Bentornati!
Oggi voglio parlarvi di un argomento molto importante, ovvero la scelta della lampada da usare rispetto ai prodotti usati e quindi la loro compatibilità.
Iniziamo.
Tipo di lampada
Esistono tre tipi di lampade, quelle UV, quelle LED e le lampade che combinano entrambi, le CCFL.
Questa differenziazione però è errata perché tutte producono raggi UV che servono a polimerizzare il prodotto.
Un tipo presenta dei bulbi che producono la luce.

Utilizzando queste lampade, i tempi di polimerizzazione sono più lunghi, dai 2 minuti in su.
Generalmente, anche nei saloni sono in disuso, data la lentezza della polimerizzazione.
Una cosa molto importante è la buona manutenzione della lampada. Quando si vede che i bulbi iniziano a fulminarsi, occorre sostituirli, per garantire sempre una corretta polimerizzazione.
La lampada CCFL presenta una spirale di bulbi e anche alcuni diodi led.
Essa serve per polimerizzare quei prodotti che possono essere usati sia con bulbi che con led.

C’è un altro tipo, il più comune recentemente, che invece dei bulbi, presenta dei diodi led che emettono raggi uv.

Queste lampade sono più versatili perchè più compatte e i tempi di polimerizzazione si accorciano di molto.
In genere si parte dai 30 secondi in su.
Molte di queste presentano anche la funzione “soft”, che serve per polimerizzare i prodotti più lentamente, con un aumento graduale di luminosità, in modo che non si percepisca la sensazione di bruciore sulle unghie.
Compatibilità Lampada / Prodotto
Davanti a questa scelta ci si può chiedere che lampada bisogna scegliere.
Il mio consiglio è quello di acquistare la lampada del brand di cui usate i prodotti.
I prodotti sono stati creati in modo che si polimerizzino sotto certe frequenze di luci, raggi uv etc.
I brand mettono a disposizione varie tipologie di lampade, in modo da rispettare le esigenze delle varie operatrici, che però vanno bene in abbinata ai prodotti.
Facendo un esempio pratico, se utilizzo i prodotti di Passione Unghie sarebbe meglio usare la lampada che vendono loro e non quella di Crystal Nails.
Ovviamente se si utilizza una lampada diversa non è che il prodotto non si asciughi o non diventi duro.
Allora perché dovremmo attenerci a questa regola?
Corretta Polimerizzazione
É importante eseguire una corretta polimerizzazione del prodotto, per vari motivi.
Innanzitutto per giusta polimerizzazione occorre mantenere in buono stato i bulbi / diodi delle lampade.

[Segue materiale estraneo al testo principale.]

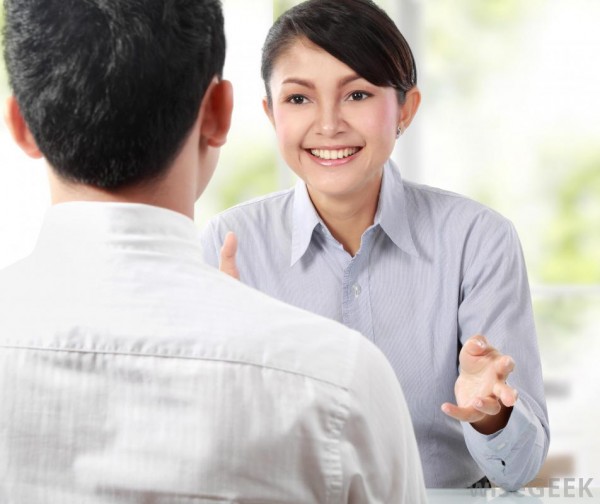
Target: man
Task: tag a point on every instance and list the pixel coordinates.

Poi la mano deve essere inserita bene e dritta, in modo che i raggi raggiungano tutta la superficie delle unghie. Il pollice va sempre da solo. Infine devono essere rispettati i tempi di catalizzazione, che vengono riportati sulla scheda tecnica del prodotto.

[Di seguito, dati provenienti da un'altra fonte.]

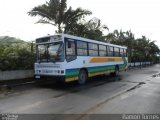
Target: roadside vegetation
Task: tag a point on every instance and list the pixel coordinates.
(17, 54)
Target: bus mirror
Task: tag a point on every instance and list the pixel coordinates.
(69, 44)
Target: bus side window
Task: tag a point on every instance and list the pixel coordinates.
(121, 52)
(70, 50)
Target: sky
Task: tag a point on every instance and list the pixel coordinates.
(142, 17)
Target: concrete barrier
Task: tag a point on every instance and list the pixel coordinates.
(17, 74)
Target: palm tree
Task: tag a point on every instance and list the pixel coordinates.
(55, 12)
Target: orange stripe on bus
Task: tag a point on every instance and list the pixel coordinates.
(101, 60)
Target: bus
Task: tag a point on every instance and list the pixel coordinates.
(67, 58)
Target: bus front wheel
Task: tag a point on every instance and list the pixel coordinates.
(82, 77)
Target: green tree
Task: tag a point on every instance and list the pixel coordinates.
(55, 12)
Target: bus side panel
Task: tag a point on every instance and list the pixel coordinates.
(94, 65)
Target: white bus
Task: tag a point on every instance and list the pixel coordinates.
(69, 58)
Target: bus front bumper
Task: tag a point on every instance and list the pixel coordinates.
(50, 78)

Se non vengono rispettate queste regole oppure si usano dei buoni prodotti con una lampada comprata a 5 euro al mercato, si potrebbe incorrere in problemi.

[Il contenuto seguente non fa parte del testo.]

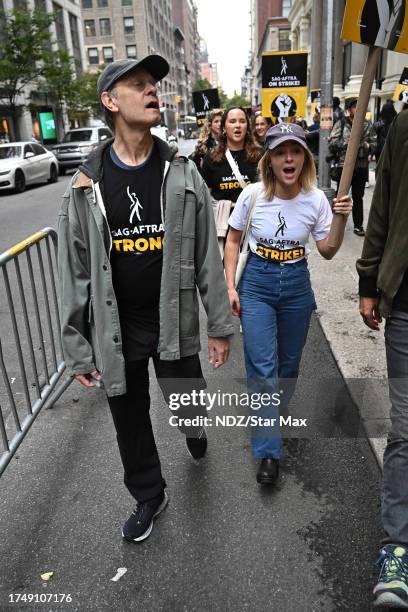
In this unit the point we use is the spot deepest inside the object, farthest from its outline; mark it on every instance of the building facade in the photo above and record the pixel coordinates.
(349, 58)
(270, 31)
(67, 35)
(118, 29)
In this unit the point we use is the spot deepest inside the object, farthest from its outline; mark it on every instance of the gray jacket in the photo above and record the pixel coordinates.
(90, 328)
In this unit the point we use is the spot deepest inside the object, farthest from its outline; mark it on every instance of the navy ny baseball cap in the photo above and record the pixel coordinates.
(156, 65)
(282, 132)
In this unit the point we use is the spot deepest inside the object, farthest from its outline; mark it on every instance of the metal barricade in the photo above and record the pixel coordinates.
(31, 360)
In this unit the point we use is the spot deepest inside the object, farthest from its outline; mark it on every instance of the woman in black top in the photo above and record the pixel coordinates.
(261, 126)
(209, 136)
(237, 137)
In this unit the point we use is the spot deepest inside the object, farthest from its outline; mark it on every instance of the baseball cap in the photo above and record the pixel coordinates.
(351, 102)
(282, 132)
(156, 65)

Bisogna sapere che i prodotti che si utilizzano sulle unghie sono fortemente allergizzanti se usati scorrettamente, dunque bisognerebbe evitare il contatto con la pelle. Le allergie però si possono sviluppare anche tramite la polvere.
Se un prodotto non è ben polimerizzato, ma comunque risulta abbastanza rigido da poter essere limato, è molto più probabile recare allergie.
Non voglio spaventarvi, bensì farvi capire che rispettando queste poche e semplici regole si può evitare di creare un problema a noi stessi o agli altri.
Molto importante ovviamente è l’uso della mascherina antipolvere e una buona areazione dell’ambiente di lavoro.
Questo è un discorso fatto per chi vuole diventare una persona professionale, che si preoccupa della propria salute ma anche di quella delle clienti.
Detto ciò spero che questo articolo vi sia piaciuto e vi abbia reso più consci sull’importanza dell’avere la lampada giusta per i prodotti.